Standards bodies are defining the data
collection, which is a good thing and could keep costs down. Discovering
switches, the ports and E-line/E-Lan services configured in the switch
can be made available in an inventory list view. Logical elements like
services, UNIs, endpoints and profiles can also be captured by a
discovery filter. These objects can be seen both under a network
database list view and a Carrier Ethernet physical map. However, scale,
high availability and the integration story is cloudy and can ultimately
drive the costs up. Developing to a complex integration standard costs
money. The end goal really is to enable informed, proactive management
and swift problem resolution that effectively runs their operations.
To overcome the management challenge, we (and others) have
pre-built object models to support standards-based equipment and extend
the object model, which can be mapped to support various equipment.

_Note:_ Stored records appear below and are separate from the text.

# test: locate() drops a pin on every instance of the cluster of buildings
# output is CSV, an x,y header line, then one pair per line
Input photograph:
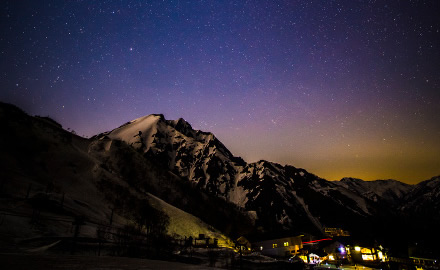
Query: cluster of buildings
x,y
332,248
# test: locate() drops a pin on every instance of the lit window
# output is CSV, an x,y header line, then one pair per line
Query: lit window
x,y
366,257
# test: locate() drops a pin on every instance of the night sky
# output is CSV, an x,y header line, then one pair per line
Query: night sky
x,y
340,88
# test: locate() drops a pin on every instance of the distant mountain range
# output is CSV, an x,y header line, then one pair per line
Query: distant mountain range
x,y
195,172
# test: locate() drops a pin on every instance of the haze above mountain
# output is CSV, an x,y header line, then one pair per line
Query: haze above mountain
x,y
193,171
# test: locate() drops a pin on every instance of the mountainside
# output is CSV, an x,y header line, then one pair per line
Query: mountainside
x,y
195,183
280,197
50,178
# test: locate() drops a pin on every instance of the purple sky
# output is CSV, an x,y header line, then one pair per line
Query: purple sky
x,y
340,88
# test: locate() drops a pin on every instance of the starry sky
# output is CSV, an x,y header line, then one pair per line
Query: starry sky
x,y
340,88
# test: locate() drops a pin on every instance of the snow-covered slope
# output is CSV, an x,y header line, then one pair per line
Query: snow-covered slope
x,y
282,197
388,191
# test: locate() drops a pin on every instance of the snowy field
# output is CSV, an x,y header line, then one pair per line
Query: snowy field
x,y
65,262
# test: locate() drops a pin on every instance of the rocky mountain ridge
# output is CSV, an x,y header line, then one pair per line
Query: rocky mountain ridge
x,y
280,197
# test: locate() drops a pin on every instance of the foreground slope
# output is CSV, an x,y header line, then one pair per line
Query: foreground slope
x,y
51,177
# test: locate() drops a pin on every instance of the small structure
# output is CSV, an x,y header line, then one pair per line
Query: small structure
x,y
280,247
334,232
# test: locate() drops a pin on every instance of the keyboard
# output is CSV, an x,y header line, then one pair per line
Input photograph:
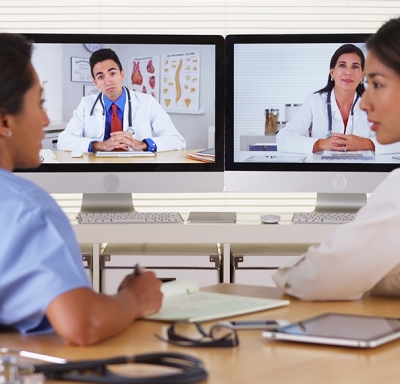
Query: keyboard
x,y
130,218
323,217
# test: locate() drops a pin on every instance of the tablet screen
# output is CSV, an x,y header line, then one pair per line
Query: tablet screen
x,y
342,326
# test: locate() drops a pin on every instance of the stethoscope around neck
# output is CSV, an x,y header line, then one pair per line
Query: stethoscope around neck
x,y
329,108
100,98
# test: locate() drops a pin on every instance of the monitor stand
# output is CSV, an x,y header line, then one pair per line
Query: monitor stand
x,y
107,202
340,202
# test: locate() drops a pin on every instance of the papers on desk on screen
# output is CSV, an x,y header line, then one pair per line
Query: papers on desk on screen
x,y
276,159
125,154
346,156
206,156
184,302
48,156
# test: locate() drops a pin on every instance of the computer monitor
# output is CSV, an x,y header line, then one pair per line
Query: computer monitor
x,y
268,78
184,73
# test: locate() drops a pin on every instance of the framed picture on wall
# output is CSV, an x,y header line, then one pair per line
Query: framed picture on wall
x,y
80,69
90,90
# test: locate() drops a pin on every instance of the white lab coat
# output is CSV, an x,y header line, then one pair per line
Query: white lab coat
x,y
312,117
149,120
360,256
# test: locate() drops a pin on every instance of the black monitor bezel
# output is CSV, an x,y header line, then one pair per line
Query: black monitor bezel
x,y
216,40
230,164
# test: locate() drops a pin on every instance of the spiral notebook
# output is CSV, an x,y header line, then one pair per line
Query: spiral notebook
x,y
184,302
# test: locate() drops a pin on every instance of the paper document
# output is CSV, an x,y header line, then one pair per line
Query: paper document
x,y
184,302
350,155
125,154
276,159
207,155
48,156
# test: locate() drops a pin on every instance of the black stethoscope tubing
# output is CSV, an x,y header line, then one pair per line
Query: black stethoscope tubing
x,y
329,109
100,98
192,369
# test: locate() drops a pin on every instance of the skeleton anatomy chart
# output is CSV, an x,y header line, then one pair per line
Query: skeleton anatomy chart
x,y
180,82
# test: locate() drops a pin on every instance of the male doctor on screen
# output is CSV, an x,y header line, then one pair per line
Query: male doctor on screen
x,y
118,119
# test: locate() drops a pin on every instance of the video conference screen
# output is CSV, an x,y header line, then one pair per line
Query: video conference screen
x,y
274,114
181,78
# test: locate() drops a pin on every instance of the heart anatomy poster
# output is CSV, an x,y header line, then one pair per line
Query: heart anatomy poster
x,y
144,75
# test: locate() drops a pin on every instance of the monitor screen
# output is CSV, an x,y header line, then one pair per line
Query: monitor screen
x,y
272,122
173,88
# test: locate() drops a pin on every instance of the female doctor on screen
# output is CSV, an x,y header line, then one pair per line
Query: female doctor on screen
x,y
43,285
362,255
331,118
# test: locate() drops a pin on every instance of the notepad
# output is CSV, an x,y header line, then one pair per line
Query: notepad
x,y
276,159
353,155
125,154
184,302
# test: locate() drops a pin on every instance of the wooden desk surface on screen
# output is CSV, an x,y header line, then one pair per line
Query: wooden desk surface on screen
x,y
178,156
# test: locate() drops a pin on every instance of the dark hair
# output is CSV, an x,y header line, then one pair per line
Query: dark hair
x,y
385,44
101,55
346,48
16,74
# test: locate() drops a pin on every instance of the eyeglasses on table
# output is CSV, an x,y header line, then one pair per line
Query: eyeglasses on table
x,y
186,334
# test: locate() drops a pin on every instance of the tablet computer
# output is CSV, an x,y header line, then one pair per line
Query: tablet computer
x,y
340,329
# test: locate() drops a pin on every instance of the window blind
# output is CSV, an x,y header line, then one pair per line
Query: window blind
x,y
221,17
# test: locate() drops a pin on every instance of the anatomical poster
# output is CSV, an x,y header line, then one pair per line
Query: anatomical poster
x,y
145,74
180,82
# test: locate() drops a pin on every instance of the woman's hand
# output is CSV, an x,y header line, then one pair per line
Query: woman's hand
x,y
341,142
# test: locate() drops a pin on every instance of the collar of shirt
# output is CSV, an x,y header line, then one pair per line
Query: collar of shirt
x,y
120,102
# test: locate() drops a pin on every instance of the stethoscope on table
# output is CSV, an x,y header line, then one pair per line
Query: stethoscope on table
x,y
100,98
329,109
190,369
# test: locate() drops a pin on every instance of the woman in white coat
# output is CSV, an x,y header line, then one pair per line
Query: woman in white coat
x,y
331,118
363,255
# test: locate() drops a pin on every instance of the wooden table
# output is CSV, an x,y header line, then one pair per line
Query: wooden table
x,y
255,360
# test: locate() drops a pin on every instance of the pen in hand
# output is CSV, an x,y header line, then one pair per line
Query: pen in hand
x,y
137,272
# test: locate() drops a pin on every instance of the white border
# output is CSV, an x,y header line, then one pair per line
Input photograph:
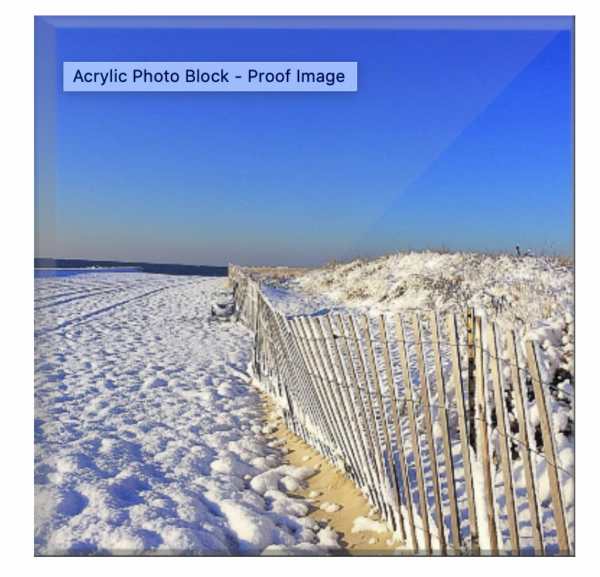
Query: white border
x,y
16,225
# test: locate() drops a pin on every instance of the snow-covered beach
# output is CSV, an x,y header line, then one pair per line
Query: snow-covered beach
x,y
147,432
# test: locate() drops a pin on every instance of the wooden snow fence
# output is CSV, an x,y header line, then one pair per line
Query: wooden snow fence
x,y
385,399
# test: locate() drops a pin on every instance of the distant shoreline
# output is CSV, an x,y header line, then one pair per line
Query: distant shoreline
x,y
153,268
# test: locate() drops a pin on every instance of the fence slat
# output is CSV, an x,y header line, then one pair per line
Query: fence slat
x,y
326,427
401,456
429,431
483,425
529,481
339,404
416,446
376,444
549,451
386,437
462,429
503,441
330,385
351,408
367,441
441,393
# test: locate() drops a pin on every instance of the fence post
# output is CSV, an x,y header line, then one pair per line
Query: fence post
x,y
416,445
429,431
441,393
367,441
504,452
372,429
471,376
462,429
529,481
549,452
388,445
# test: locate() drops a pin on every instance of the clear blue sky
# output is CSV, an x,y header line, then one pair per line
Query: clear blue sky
x,y
454,137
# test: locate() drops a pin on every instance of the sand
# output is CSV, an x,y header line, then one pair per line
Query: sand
x,y
335,489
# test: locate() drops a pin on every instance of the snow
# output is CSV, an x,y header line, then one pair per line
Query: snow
x,y
532,295
362,524
148,433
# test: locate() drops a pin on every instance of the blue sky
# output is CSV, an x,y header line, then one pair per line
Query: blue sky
x,y
454,137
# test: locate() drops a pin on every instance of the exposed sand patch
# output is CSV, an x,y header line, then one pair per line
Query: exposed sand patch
x,y
336,500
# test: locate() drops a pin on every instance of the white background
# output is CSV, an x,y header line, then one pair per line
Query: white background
x,y
16,228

There can be better control over networks with flow-through
automation, real-time QoS performance and bandwidth monitoring that
accelerates time-to-market and ensures customer Service Level Agreements
(SLAs) via standards.
Performance monitoring and health checking can be real-time or
historical on service and can go down to a port, EVC utilization or
transmission errors, and perform QoS thresholds and KPIs. For fault, you
can use RFC2544FdAlarm and RFC2544JitterAlarm that can are parsed and
correlated into meaningful actionable alarms. Class-of-service flows can
allow for testing of throughput, latency and jitter. The network can be
engineered for different traffic priorities.

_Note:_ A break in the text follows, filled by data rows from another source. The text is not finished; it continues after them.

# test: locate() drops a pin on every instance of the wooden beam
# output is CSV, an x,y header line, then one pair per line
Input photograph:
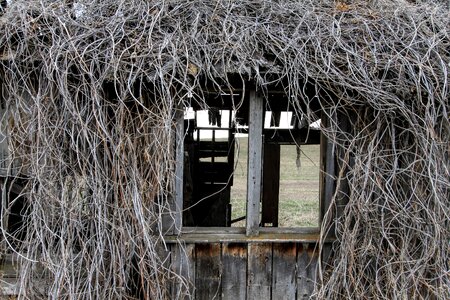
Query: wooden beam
x,y
179,169
271,185
254,180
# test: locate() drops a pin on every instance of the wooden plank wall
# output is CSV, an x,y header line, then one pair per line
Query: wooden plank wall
x,y
263,271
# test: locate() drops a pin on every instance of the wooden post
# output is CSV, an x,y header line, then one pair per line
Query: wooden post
x,y
271,185
254,162
179,169
172,215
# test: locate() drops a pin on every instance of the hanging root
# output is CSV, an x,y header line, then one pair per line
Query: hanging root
x,y
92,87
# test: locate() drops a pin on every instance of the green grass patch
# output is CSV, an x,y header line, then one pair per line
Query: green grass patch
x,y
299,187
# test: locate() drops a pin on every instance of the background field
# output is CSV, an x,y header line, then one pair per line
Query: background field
x,y
299,187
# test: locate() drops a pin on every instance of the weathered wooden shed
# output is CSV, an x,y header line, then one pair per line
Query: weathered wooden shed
x,y
109,191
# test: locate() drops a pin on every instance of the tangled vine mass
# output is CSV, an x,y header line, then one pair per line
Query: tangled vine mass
x,y
98,167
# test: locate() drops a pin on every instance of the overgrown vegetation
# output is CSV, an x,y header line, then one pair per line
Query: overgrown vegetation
x,y
99,166
299,186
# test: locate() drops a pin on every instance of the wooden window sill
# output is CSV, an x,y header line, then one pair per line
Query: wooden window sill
x,y
237,235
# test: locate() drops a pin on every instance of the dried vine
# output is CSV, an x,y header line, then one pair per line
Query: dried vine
x,y
98,166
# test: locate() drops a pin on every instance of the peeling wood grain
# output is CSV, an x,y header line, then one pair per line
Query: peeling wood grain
x,y
209,270
259,280
284,271
306,270
234,277
183,263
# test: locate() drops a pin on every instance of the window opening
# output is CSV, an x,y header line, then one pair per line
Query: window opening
x,y
221,186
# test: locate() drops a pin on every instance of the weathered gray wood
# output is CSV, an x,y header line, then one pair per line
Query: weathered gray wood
x,y
328,167
254,180
183,264
179,170
207,281
284,271
271,185
234,277
259,271
172,213
306,270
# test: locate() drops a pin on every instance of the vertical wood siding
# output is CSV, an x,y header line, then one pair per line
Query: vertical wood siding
x,y
262,271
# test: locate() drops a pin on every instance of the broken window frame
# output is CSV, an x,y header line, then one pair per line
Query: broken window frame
x,y
253,226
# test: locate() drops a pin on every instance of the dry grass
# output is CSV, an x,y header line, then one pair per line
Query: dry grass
x,y
93,90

Configuration, activation and monitoring of RFC2544 tests as well
as threshold definitions and notification reception can be supported.

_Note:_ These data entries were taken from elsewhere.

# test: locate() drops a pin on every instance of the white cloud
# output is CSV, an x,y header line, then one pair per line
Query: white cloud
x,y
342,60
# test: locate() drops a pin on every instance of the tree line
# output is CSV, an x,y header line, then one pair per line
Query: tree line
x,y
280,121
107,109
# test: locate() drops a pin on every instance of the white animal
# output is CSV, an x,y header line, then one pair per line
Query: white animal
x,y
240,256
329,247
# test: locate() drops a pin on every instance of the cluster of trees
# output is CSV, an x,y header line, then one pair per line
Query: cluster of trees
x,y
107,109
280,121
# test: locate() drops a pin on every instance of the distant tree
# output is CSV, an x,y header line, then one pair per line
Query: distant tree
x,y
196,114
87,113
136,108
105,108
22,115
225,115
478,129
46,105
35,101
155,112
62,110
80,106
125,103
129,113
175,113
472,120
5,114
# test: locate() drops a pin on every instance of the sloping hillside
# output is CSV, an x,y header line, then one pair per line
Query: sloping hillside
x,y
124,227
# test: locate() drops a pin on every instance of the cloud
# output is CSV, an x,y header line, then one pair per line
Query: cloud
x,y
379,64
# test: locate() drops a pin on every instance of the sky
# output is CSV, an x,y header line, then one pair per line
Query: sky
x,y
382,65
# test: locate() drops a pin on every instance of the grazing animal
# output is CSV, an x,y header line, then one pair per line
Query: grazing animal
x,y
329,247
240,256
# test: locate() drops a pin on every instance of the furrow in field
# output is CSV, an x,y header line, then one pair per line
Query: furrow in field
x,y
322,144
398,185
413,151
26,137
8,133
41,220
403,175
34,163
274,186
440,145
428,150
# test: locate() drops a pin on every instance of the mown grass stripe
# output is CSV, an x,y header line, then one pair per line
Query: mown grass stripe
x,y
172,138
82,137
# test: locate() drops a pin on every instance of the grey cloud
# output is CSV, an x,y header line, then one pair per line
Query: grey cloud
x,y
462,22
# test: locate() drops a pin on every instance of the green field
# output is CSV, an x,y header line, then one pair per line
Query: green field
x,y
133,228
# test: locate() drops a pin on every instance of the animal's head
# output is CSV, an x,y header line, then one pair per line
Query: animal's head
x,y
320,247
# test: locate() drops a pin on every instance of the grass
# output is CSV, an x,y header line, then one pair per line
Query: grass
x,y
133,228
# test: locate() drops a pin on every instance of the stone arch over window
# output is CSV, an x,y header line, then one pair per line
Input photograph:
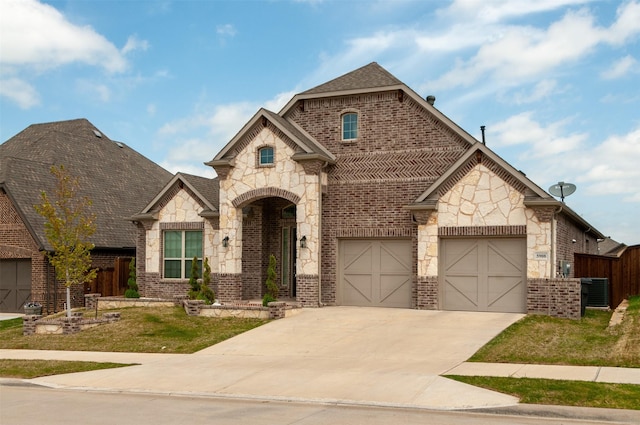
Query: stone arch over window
x,y
265,192
349,125
266,156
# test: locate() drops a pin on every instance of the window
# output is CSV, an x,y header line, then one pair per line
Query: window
x,y
289,211
350,126
265,155
179,249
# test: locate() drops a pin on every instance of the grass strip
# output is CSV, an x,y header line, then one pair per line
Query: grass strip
x,y
585,342
27,369
560,392
140,330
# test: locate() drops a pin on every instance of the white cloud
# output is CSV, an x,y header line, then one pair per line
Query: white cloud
x,y
606,168
620,68
626,26
226,30
134,43
20,92
541,90
188,148
36,34
522,53
498,10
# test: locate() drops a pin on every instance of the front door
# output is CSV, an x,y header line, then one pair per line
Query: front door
x,y
289,255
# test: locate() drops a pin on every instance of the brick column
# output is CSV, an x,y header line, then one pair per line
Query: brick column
x,y
307,290
427,298
29,324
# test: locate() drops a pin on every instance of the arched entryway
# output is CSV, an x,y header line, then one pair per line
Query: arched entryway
x,y
269,228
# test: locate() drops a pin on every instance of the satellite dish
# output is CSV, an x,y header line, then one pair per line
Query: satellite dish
x,y
562,189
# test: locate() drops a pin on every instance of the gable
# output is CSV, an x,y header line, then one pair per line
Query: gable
x,y
481,198
247,174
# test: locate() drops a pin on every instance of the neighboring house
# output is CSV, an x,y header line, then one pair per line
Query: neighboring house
x,y
117,179
367,195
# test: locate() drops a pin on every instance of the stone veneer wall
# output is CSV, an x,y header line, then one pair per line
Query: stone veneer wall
x,y
178,210
229,287
554,297
246,181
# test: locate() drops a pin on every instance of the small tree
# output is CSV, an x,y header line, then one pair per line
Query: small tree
x,y
68,226
132,292
272,286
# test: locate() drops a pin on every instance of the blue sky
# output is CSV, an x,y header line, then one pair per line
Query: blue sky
x,y
555,82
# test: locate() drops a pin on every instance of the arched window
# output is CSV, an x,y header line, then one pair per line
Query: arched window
x,y
350,126
265,155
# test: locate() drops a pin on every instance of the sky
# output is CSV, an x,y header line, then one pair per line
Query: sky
x,y
555,82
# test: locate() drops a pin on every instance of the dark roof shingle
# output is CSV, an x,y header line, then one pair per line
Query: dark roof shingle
x,y
367,77
116,178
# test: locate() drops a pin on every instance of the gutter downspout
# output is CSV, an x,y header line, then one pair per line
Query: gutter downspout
x,y
320,236
554,242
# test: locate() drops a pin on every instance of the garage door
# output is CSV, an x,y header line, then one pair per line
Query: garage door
x,y
15,285
484,274
375,273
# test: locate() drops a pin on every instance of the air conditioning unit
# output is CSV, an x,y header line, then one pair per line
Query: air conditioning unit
x,y
598,292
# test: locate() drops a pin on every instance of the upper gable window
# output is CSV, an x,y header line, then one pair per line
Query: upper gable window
x,y
350,126
265,156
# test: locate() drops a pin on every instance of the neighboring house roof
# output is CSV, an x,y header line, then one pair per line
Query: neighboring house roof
x,y
204,189
116,178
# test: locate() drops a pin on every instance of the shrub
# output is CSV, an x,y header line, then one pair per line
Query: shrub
x,y
267,299
193,280
206,293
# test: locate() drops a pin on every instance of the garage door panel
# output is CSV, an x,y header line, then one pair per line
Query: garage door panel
x,y
462,293
463,256
489,275
375,273
505,259
358,289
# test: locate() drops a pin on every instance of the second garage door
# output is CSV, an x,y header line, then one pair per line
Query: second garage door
x,y
375,273
484,274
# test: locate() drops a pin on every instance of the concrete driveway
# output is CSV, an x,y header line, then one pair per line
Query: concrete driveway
x,y
353,355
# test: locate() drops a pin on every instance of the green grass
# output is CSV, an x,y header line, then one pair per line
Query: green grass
x,y
562,393
140,330
585,342
27,369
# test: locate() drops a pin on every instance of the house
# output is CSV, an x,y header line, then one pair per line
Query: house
x,y
367,195
116,178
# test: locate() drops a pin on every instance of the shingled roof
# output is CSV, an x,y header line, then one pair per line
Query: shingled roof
x,y
367,77
115,177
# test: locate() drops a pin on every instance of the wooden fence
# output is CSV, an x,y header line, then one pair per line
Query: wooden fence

Provisioning the Ethernet services and OAM profiles can be accomplished
via a user interface. Logical elements like services, endpoints, UNIs,
NNIs, and ports can be added. Various profiles like bandwidth profile,
performance profile, an RFC2544 profile and CFM profile can be added and
the same can be associated to endpoints of a service.
The scaling challenge is always present and if architected
correctly, management systems can scale to very large sizes. One way to
accommodate scale is to use multi-threading data collection in a
distributed hardware environment or virtual machines. This distributed
data collection can roll up to a centralized backend to handle the
correlation business logic, performance KPIs and reporting across the
network.
High availability can be accomplished by hardening the OS and
providing standby hardware and using database replication techniques (a
topic for a future blog).
Lastly, system integration between management systems and OSS and
BSS systems need not be expensive and standards bodies can tend to go
overboard. Technologies can be accomplished using the cloud model by
publishing an SOAP or REST API and using accepted industry protocols,
which will keep costs down. The technology exists today — use it.